Cyber Incident Victim: Anonymous
Date:
May 2022
Location:
Russia
Summary
Pro-Ukraine hacktivist groups, including Anonymous and the Ukraine IT Army, conducted cyber operations against Russian entities, employing DDoS attacks and exploiting misconfigured Docker installations to disrupt critical infrastructure. Primary targets included a vital alcohol distribution system, causing widespread logistical failures that halted factory shipments and reduced production rates. Additional attacks affected government, military, and media websites in Russia and Lithuania, leveraging compromised computational resources to sustain offensive campaigns.

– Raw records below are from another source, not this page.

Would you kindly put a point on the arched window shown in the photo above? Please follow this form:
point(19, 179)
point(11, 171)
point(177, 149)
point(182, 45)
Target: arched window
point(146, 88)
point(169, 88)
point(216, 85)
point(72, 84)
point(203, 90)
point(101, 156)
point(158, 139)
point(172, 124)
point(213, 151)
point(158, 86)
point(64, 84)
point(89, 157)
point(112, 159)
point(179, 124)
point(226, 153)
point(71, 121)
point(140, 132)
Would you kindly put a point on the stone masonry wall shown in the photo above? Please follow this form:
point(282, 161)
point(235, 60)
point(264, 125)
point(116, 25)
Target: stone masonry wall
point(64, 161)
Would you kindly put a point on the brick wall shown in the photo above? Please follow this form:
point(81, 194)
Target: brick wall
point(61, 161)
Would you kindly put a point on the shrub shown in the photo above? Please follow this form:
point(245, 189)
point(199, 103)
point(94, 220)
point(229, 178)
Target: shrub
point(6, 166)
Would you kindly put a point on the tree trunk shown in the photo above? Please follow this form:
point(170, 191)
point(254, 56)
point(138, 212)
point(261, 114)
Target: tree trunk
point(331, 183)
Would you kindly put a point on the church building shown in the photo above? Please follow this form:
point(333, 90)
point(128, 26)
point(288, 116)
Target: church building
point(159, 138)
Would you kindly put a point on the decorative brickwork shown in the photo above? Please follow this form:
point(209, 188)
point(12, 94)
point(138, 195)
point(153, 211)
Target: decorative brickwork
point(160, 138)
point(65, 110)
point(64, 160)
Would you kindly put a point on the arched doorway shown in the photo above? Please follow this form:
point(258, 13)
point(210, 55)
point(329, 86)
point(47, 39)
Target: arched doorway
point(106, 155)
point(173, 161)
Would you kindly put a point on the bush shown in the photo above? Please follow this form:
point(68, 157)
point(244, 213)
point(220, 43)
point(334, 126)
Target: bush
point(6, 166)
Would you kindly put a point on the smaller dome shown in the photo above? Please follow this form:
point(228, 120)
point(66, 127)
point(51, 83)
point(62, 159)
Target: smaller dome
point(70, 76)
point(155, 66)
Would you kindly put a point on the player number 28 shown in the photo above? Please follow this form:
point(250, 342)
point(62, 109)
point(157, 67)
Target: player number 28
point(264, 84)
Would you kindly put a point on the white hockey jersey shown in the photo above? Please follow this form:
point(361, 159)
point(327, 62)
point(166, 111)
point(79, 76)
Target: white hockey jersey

| CIA Posture | Motives | Tactics, Techniques & Procedures |
|---|---|---|
| Available to members | 1 motive | 2 techniques |
| Threat Actors | Type | Location |
|---|---|---|
| 3 actors | Available to members | Available to members |
Description
The Anonymous collective and Ukraine IT Army conducted coordinated cyber operations against Russian targets in early May 2022, with significant activity occurring between May 2-4. On May 2-3, hacktivists launched distributed denial-of-service (DDoS) attacks against Russia's Unified State Automated Alcohol Accounting Information System (EGAIS), a critical platform for alcohol distribution management. The attacks caused sustained technical failures reported through May 4, following calls to action circulated within the Ukraine IT Army community. These disruptions prevented alcohol factories from accepting raw material deliveries and blocked distributors from accessing finished products already in transit. Multiple production facilities suspended shipments to warehouses entirely and subsequently reduced manufacturing output rates due to system inaccessibility.

Parallel operations involved Anonymous-affiliated group @squad3o3 disseminating over 100 million messages to Russian citizens countering official narratives about the Ukraine conflict. Concurrently, researchers observed pro-Ukraine actors – likely aligned with the IT Army – exploiting misconfigured Docker installations through exposed APIs to hijack computational resources. These compromised systems launched DDoS campaigns against twelve Russian government, military, and media websites, with three Lithuanian media platforms also affected. The Docker-based attacks formed part of a broader strategy combining infrastructure disruption with information operations targeting Russian civilian awareness. Operational impacts extended beyond immediate service degradation to include supply chain interruptions and production slowdowns in Russia's alcohol sector.